Institutions - 18/06/2019

Pour Platini, un déjeuner qui ne passe toujours pas

Il voulait saisir la justice. Il avait annoncé, au début de mois de juin, le dépôt de quatre plaintes contre tous ceux qui avaient « fomenté un complot » pour le priver de la présidence de la FIFA. C’est finalement la justice qui s’est saisie de lui.

Selon les informations du site mediapart, Michel Platini a été placé en garde en vue, dans la matinée du mardi 18 juin, dans les locaux de l’Office anticorruption de la police judiciaire à Nanterre, dans la banlieue ouest de Paris. Sa garde à vue est liée à l’enquête sur l’attribution de la Coupe du Monde de football 2022 au Qatar, ouverte depuis trois ans par le parquet financier français.

L’ancien patron de l’UEFA a initialement été entendu en tant que témoin. Mais son audition aurait conduit à son placement en garde à vue. L’enquête vise « des faits présumés de corruption active et passive de personne n’exerçant pas de fonction publique. » Sophie Dion, l’ancienne conseillère sport de Nicolas Sarkozy à l’Elysée, a été placée elle aussi en garde à vue.

L’affaire remonte à plusieurs années. Elle concerne un déjeuner organisé à l’Élysée le 23 novembre 2010, un peu plus d’une semaine avant le vote du comité exécutif de la FIFA pour attribuer au Qatar  le Mondial de 2022, au détriment des États-Unis. Autour de la table : Nicolas Sarkozy, alors président de la République, son bras droit Claude Guéant (lui aussi entendu ce mardi 18 juin dans le cadre d’une audition libre), Tamim ben Hamad al-Thani, le prince héritier du Qatar, et Michel Platini, président de l’UEFA et numéro 2 de la FIFA.

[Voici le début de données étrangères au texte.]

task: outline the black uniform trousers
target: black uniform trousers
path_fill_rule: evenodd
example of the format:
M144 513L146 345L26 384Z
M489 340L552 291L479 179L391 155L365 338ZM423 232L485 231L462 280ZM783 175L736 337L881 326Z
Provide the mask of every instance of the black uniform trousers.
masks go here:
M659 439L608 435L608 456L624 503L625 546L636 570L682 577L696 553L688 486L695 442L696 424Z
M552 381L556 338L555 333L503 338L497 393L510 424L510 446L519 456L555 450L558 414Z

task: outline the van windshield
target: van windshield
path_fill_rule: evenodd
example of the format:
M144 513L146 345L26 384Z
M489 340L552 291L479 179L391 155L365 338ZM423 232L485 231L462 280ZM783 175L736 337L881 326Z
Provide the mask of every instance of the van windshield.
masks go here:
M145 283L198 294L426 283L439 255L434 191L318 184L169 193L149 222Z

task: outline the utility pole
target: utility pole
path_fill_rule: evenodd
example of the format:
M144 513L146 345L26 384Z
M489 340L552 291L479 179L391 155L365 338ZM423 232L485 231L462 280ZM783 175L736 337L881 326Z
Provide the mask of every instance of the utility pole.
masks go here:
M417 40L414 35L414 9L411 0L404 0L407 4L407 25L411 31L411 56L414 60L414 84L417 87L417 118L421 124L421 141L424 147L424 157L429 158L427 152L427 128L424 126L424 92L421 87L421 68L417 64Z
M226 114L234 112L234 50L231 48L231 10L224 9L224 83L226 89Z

Aux enquêteurs, Michel Platini avait indiqué avoir perçu lors de ce déjeuner « un message subliminal » l’invitant à voter pour le Qatar, alors que les Etats-Unis avaient eu un temps sa préférence. Il a également affirmé que Nicolas Sarkozy ne lui avait « rien imposé« . Selon France Football, « au cours de cette réunion, il a tour à tour été question du rachat du PSG par les Qataris, d’une montée de leur actionnariat au sein du groupe Lagardère, de la création d’une chaîne de sport (BeIN Sports) pour concurrencer Canal+, tout cela en échange de la promesse de Michel Platini qu’il ne donne pas sa voix aux États-Unis, mais au Qatar. »

Le Qatar l’a finalement emporté, s’imposant avec 14 voix contre 8 aux Etats-Unis. Pour Sepp Blatter, alors président de la FIFA, l’influence de Michel Platini et Nicolas Sarkozy aurait « complètement changé la donne » et aurait constitué un « arrangement diplomatique » en faveur de l’état du Golfe.

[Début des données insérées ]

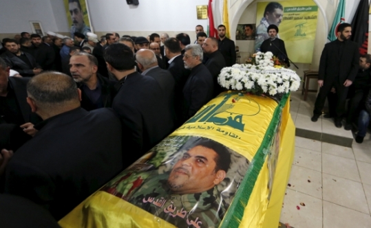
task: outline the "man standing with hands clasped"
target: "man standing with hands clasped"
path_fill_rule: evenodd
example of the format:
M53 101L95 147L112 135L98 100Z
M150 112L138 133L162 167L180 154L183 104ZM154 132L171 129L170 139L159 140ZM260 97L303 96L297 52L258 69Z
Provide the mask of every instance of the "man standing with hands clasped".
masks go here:
M337 39L326 44L321 55L318 74L319 93L311 120L317 122L322 114L326 98L334 87L337 93L335 123L337 128L341 128L348 90L358 72L359 53L358 45L349 41L352 35L350 24L340 24L337 34Z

Mardi 18 juin, Michel Platini n’a pas réagi directement à son placement en garde à vue. Mais son avocat, Maître William Bourdon, l’a fait à sa place via un communiqué. Il indique que son client « n’a strictement rien à se reprocher et affirme être totalement étranger à des faits qui le dépassent. »

L’avocat précise : « Il ne s’agit en aucun cas d’une arrestation, mais d’une audition comme témoin dans le cadre voulu par les enquêteurs, cadre qui permet d’éviter que toutes les personnes entendues, puis confrontées, ne puissent se concerter en dehors de la procédure. Michel Platini s’exprime sereinement et précisément, répond à toutes les questions, y compris celles sur les conditions d’attribution de l’Euro 2016, et a fourni des explications utiles. Il est absolument confiant sur la suite. »

Michel Platini est suspendu de toute activité liée au football, pour avoir reçu un paiement de 2 millions de francs suisses (1,8 M€) de la part de Sepp Blatter en février 2011. Sa suspension prendra fin en octobre prochain.